Introduction

Simultaneous localization and mapping (SLAM) problem is the computational process of creating a map of an unknown environment using mobile robot(s). The robot should also figure out its location in the environment or the created map. SLAM problem had attracted researchers’ attention in the recent years with the rise of self-driving cars, Mars exploration, deep sea Exploration, etc. SLAM enables the robot to perform its autonomous mission independently without aid from any external sensors or systems like GPS (Global Positioning System) or IPS (Indoor Positioning System). SLAM utilizes its own onboard sensors to have a good environment perception to navigate easily.

The mapping task in SLAM is a crucial problem in autonomous navigation which depends on maps for goal setting and path execution. Maps are built by combining robot poses (positions and orientations) with relative scans of the seen landmark and adding it all to the global map frame of reference. The localization task is a challenge that arises when there is no localization source inside the environment like a GPS or IPS. In that case, you will need a map with landmarks to determine your location. It is more like an egg-chicken problem where mapping needs localization and vice versa. Repeated passes in the target scene can improve both mapping and localization of the SLAM system. Different approaches and algorithms are used to solve the SLAM problem [1,2,3] and we have selected to use a Rao-Blackwellized particle filter [4] in this work. Solving the SLAM problem depends on distance measurements. This measurement task can be accomplished by utilizing either high-cost, precise laser scanners (Lidars) or less expensive but less precise stereo-cameras. However, for commercial applications in shopping malls and similar facilities, this work will focus on using Kinect stereo cameras which offer a satisfactory balance between cost and accuracy. Our objective is to construct an affordable robotic system that utilizes off-the-shelf components and employs the most stable SLAM algorithms available.

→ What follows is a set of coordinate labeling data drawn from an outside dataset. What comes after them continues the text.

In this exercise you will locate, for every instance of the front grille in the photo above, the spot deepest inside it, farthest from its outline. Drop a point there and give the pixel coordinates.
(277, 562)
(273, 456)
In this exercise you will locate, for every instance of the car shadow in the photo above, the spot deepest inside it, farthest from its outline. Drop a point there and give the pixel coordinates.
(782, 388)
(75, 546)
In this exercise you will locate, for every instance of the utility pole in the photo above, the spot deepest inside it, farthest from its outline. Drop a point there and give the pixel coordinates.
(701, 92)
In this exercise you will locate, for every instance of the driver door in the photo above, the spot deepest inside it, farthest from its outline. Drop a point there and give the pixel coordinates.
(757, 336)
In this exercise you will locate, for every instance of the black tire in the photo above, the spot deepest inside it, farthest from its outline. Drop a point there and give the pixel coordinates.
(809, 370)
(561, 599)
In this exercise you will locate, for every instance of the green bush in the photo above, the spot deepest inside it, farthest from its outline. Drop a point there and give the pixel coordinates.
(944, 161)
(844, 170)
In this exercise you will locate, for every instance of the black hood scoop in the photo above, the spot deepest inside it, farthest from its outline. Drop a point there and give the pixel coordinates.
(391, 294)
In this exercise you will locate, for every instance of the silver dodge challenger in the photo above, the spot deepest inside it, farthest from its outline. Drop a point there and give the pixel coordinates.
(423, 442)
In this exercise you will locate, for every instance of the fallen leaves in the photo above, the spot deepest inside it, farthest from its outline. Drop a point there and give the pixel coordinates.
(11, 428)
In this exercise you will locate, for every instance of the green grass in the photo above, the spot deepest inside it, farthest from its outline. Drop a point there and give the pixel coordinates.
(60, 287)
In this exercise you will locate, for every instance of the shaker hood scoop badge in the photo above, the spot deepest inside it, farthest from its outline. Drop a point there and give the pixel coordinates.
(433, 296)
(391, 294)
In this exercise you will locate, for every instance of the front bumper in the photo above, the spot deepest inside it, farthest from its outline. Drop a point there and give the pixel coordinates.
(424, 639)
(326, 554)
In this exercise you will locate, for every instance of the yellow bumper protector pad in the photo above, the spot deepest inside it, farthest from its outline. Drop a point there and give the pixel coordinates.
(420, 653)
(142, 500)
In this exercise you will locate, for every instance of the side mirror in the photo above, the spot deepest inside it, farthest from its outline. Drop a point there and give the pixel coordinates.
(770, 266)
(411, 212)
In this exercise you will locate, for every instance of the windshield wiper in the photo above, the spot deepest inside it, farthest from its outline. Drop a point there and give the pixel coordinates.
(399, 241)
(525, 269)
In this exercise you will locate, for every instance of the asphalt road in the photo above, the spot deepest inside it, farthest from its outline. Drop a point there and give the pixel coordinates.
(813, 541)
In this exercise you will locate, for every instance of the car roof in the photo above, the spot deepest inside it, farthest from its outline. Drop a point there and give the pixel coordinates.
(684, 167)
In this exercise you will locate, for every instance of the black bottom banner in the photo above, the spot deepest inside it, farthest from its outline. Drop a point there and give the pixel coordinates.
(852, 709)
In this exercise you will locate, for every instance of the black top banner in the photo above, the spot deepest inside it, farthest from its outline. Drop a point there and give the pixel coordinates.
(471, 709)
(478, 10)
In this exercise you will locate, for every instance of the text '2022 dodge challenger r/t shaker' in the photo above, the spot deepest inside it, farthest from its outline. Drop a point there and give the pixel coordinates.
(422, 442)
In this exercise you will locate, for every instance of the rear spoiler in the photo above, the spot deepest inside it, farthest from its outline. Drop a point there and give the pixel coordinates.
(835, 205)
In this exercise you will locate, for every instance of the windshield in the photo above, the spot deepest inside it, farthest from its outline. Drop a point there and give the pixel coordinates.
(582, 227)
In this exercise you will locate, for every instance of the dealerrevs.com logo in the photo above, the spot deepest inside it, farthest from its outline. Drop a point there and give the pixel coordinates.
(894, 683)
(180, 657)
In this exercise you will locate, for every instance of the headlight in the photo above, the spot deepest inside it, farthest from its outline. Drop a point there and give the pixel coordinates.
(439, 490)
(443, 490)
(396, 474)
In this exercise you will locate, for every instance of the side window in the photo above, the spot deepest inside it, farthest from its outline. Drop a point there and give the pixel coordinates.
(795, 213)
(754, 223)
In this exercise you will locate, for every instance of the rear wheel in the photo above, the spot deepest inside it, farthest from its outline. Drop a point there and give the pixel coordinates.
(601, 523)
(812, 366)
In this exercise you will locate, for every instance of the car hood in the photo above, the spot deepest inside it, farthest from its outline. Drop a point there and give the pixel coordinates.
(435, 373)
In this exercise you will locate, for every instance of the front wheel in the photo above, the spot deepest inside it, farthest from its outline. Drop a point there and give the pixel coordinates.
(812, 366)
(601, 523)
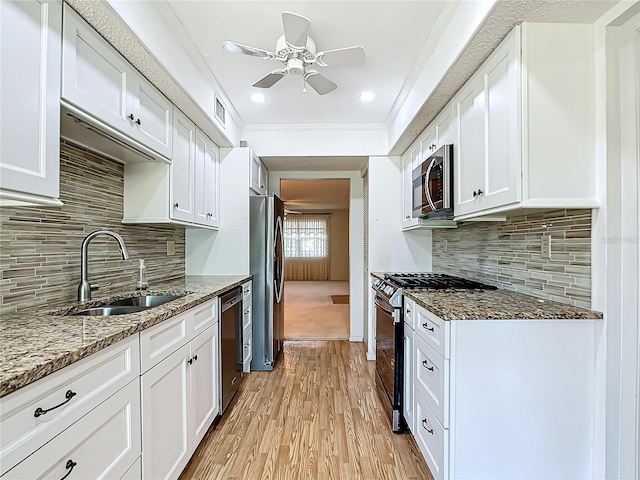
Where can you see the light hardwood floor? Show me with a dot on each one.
(309, 312)
(316, 416)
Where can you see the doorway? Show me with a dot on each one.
(316, 238)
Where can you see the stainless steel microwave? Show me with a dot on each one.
(433, 185)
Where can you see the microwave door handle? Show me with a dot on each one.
(426, 186)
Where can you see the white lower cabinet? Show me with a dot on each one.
(503, 399)
(179, 403)
(104, 444)
(165, 422)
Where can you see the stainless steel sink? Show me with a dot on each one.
(146, 301)
(107, 311)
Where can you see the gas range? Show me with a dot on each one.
(393, 283)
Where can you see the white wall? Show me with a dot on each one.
(317, 140)
(356, 239)
(226, 251)
(614, 260)
(339, 245)
(391, 249)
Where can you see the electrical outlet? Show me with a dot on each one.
(545, 246)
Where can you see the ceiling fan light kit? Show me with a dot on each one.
(297, 51)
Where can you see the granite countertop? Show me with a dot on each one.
(495, 305)
(37, 343)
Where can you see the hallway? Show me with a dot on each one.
(316, 416)
(309, 312)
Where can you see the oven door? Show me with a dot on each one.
(390, 357)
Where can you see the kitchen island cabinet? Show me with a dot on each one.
(503, 385)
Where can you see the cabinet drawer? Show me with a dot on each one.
(134, 472)
(205, 315)
(432, 439)
(160, 341)
(246, 314)
(91, 380)
(246, 292)
(409, 314)
(432, 329)
(103, 444)
(246, 346)
(432, 379)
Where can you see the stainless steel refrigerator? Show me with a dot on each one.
(266, 218)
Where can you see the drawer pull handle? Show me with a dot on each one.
(69, 466)
(424, 425)
(40, 411)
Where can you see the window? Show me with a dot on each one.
(305, 236)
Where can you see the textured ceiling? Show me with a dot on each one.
(505, 15)
(299, 195)
(314, 164)
(393, 34)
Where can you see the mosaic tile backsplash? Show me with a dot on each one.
(507, 254)
(40, 246)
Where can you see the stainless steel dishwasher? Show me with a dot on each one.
(230, 345)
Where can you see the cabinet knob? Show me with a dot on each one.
(424, 425)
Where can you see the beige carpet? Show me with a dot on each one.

Literature review of the SLAM problem

Chatila and Laumond [5] and Smith et al. [6], in the eighties of the last century, were the first to introduce the concept of concurrently estimating the pose (position + orientation) while building the map which is known later as simultaneous localization and mapping (SLAM) and is referred to as concurrent localization and mapping (CML) in some publications. During this period the probabilistic approaches were at their beginning to be introduced to Artificial Intelligence (AI) and Robotics. Several key papers were published that establish a statistical basis: for describing the relationship between landmarks and manipulating geometric uncertainty like the work done by Durrant-Whyte [7, 8] and for utilizing the ultrasonic sensors and Kalman filter in navigation as done by Crowley [9].

Literature has revealed a variety of solutions to this problem which can be divided into filtering and smoothing approaches. Filtering is intended to solve the online SLAM problem as it estimates the current robot pose and the environment map, and then it updates and refines the state belief(estimate) by fusing the new available state measurements. Kalman [10] and particle filters [11, 12] form two of the most popular techniques used to solve the online SLAM problem.

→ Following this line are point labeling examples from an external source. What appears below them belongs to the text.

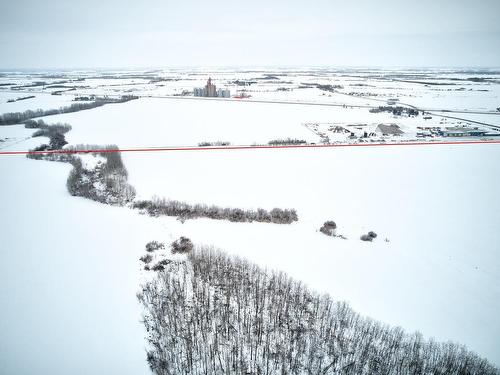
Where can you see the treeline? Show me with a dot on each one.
(54, 132)
(287, 141)
(104, 182)
(12, 118)
(215, 314)
(161, 206)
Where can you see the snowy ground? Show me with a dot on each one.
(437, 205)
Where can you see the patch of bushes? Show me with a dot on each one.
(182, 246)
(12, 118)
(146, 258)
(106, 183)
(153, 246)
(368, 237)
(329, 228)
(159, 207)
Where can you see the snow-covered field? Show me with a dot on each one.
(437, 206)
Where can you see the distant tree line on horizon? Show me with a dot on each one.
(13, 118)
(287, 141)
(217, 314)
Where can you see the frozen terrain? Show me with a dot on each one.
(437, 206)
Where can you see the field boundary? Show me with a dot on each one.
(245, 147)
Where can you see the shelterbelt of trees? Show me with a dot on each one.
(12, 118)
(216, 314)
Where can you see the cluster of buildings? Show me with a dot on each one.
(211, 91)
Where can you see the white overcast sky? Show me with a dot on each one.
(155, 33)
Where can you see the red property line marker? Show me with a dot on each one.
(197, 148)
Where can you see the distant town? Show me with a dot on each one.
(211, 91)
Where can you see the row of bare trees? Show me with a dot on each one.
(106, 182)
(12, 118)
(161, 206)
(216, 314)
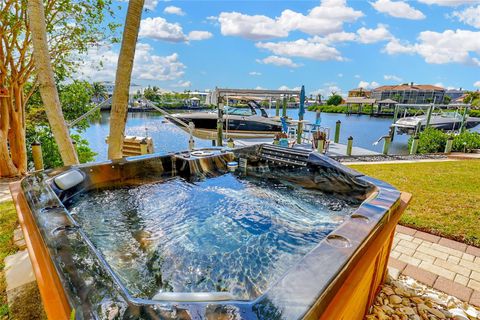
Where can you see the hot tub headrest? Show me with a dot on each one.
(69, 179)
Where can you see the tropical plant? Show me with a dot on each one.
(118, 114)
(99, 91)
(334, 100)
(73, 27)
(473, 97)
(76, 100)
(46, 81)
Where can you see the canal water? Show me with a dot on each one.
(365, 130)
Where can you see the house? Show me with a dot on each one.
(410, 93)
(359, 92)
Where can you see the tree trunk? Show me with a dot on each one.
(46, 80)
(118, 114)
(16, 133)
(7, 168)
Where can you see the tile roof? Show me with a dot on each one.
(410, 87)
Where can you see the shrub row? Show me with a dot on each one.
(433, 140)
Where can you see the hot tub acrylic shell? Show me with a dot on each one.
(337, 279)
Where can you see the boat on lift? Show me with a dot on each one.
(251, 122)
(445, 121)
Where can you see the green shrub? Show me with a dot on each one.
(328, 108)
(466, 141)
(433, 140)
(335, 100)
(474, 113)
(430, 141)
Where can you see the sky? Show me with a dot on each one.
(328, 46)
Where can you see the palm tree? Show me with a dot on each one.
(46, 81)
(118, 114)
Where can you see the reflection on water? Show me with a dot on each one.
(230, 234)
(167, 137)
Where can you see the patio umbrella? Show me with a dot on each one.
(301, 111)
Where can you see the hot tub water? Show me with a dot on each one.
(229, 233)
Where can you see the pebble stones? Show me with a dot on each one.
(406, 299)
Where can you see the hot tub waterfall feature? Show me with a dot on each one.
(178, 236)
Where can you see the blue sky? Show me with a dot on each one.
(329, 45)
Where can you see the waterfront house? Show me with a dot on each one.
(359, 92)
(410, 93)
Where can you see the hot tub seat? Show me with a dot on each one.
(84, 282)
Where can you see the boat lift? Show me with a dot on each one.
(429, 110)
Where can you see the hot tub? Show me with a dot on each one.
(286, 234)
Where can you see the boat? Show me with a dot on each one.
(251, 122)
(446, 121)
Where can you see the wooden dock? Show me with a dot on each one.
(335, 149)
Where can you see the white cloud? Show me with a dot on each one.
(373, 35)
(160, 29)
(199, 35)
(149, 66)
(470, 16)
(450, 3)
(182, 84)
(279, 61)
(174, 10)
(368, 85)
(284, 87)
(302, 48)
(336, 37)
(324, 19)
(459, 46)
(100, 63)
(328, 90)
(150, 4)
(398, 9)
(391, 77)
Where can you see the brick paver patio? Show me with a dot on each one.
(446, 265)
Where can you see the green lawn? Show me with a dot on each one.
(446, 196)
(8, 221)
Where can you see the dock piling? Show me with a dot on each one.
(464, 119)
(37, 155)
(220, 125)
(320, 143)
(414, 147)
(337, 131)
(349, 145)
(143, 146)
(386, 144)
(429, 116)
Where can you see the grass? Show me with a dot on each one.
(8, 222)
(446, 196)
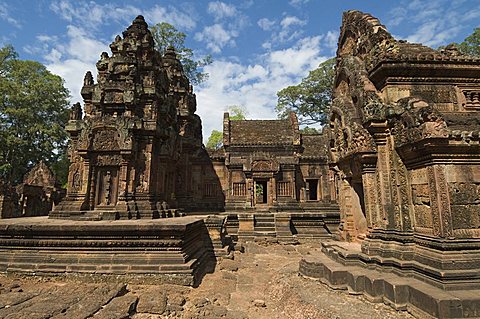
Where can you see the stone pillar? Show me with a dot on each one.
(440, 201)
(282, 228)
(216, 233)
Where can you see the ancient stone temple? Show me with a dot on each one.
(137, 152)
(276, 181)
(38, 193)
(404, 136)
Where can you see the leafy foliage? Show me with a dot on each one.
(215, 140)
(309, 130)
(311, 98)
(165, 35)
(33, 112)
(471, 45)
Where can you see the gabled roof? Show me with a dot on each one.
(261, 132)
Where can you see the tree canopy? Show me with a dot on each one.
(310, 99)
(471, 44)
(33, 113)
(215, 141)
(165, 35)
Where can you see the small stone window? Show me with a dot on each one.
(239, 189)
(312, 189)
(284, 189)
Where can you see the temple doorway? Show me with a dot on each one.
(312, 189)
(261, 192)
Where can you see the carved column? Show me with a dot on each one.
(440, 201)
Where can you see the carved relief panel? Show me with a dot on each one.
(107, 186)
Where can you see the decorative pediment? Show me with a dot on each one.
(105, 140)
(264, 166)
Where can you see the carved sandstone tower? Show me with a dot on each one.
(124, 151)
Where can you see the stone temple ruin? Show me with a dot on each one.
(391, 188)
(404, 136)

In contrast, smoothing techniques which rely on least square error minimization, estimate the full trajectory of the robot from the full set of measurements [13,14,15] to solve the full SLAM problem.

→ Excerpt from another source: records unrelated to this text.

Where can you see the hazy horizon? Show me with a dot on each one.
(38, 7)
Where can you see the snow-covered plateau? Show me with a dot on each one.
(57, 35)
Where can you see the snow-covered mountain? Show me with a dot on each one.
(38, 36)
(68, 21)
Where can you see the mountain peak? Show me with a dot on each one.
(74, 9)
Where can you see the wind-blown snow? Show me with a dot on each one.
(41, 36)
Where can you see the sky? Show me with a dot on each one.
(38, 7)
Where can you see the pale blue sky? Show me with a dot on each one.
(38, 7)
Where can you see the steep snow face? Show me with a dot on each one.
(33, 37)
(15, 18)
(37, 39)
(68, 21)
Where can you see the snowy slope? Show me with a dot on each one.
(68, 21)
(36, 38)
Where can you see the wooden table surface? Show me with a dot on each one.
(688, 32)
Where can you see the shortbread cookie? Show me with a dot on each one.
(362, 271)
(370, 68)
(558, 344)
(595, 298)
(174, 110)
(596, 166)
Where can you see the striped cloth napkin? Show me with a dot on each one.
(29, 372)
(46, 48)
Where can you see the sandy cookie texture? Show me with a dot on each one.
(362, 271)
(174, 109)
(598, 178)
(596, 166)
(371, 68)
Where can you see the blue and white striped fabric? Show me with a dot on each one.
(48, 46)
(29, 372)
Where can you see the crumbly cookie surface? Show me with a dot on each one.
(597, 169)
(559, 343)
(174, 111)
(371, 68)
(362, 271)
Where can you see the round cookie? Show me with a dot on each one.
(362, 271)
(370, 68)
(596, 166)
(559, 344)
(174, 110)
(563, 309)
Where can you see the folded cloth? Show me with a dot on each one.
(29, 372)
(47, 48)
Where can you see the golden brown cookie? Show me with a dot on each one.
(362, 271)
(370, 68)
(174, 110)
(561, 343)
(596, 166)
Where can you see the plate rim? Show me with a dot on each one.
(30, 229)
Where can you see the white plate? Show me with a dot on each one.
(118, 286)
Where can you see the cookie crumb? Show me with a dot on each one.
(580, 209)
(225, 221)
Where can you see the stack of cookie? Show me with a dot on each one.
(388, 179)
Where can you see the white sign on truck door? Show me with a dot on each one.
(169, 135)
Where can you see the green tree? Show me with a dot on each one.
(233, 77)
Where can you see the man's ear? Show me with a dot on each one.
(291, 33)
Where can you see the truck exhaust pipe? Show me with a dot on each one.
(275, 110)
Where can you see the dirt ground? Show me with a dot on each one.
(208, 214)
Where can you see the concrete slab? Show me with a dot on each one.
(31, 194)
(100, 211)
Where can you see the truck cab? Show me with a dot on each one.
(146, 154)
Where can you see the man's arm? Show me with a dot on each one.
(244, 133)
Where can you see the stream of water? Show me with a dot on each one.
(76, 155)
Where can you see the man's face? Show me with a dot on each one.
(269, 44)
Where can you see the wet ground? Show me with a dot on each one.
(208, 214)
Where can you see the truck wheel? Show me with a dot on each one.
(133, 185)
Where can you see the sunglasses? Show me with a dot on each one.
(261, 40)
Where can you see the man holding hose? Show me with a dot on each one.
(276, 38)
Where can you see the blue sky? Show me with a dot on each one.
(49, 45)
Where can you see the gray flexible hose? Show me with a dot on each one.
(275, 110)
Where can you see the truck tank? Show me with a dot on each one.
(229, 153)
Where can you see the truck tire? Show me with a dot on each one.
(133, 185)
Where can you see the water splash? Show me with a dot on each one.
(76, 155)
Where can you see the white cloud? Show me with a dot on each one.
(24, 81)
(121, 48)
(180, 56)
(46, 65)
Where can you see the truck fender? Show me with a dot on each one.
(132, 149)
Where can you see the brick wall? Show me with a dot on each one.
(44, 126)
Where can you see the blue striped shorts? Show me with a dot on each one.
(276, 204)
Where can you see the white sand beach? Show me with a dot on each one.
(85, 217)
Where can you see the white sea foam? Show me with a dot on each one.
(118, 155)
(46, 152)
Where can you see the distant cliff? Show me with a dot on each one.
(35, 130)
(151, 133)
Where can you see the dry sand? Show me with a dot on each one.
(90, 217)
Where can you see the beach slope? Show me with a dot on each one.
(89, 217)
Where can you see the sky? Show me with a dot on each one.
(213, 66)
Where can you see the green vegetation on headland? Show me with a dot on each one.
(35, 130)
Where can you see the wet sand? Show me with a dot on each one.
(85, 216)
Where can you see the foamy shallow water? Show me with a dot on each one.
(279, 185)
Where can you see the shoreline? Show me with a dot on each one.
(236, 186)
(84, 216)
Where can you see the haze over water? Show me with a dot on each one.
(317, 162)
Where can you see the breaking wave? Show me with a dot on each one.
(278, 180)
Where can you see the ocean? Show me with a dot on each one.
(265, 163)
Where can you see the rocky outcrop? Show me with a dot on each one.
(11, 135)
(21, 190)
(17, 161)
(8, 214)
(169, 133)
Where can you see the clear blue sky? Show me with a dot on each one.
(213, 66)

Basically, the localization and mapping problems were addressed and studied independently assuming that the map is given in the case of the localization problem [16, 17] and the pose is given in the case of the mapping problem which is known as mapping with known poses problem.

Realizing simultaneous localization and mapping (SLAM) problem requires dealing with practical considerations like sensors and actuator noise in addition to the uncertainties associated with the mathematical models due to assumptions made in derivations. These noises and uncertainties are accumulated with time leading to a non-reliable solution for the problem.

Filters are proposed as an efficient and online solution to overcome the error accumulation process. Different filters are used based on the Bayes filter and Bayesian estimation [18] by estimating the current state depending on the last state and observations.

Extended Kalman filter (EKF) was used as an early solution to solve the SLAM problem by formulating the problem under the state space model using a state vector to represent the state of the robot and the environment, and a covariance matrix to express the uncertainty associated with the state vector.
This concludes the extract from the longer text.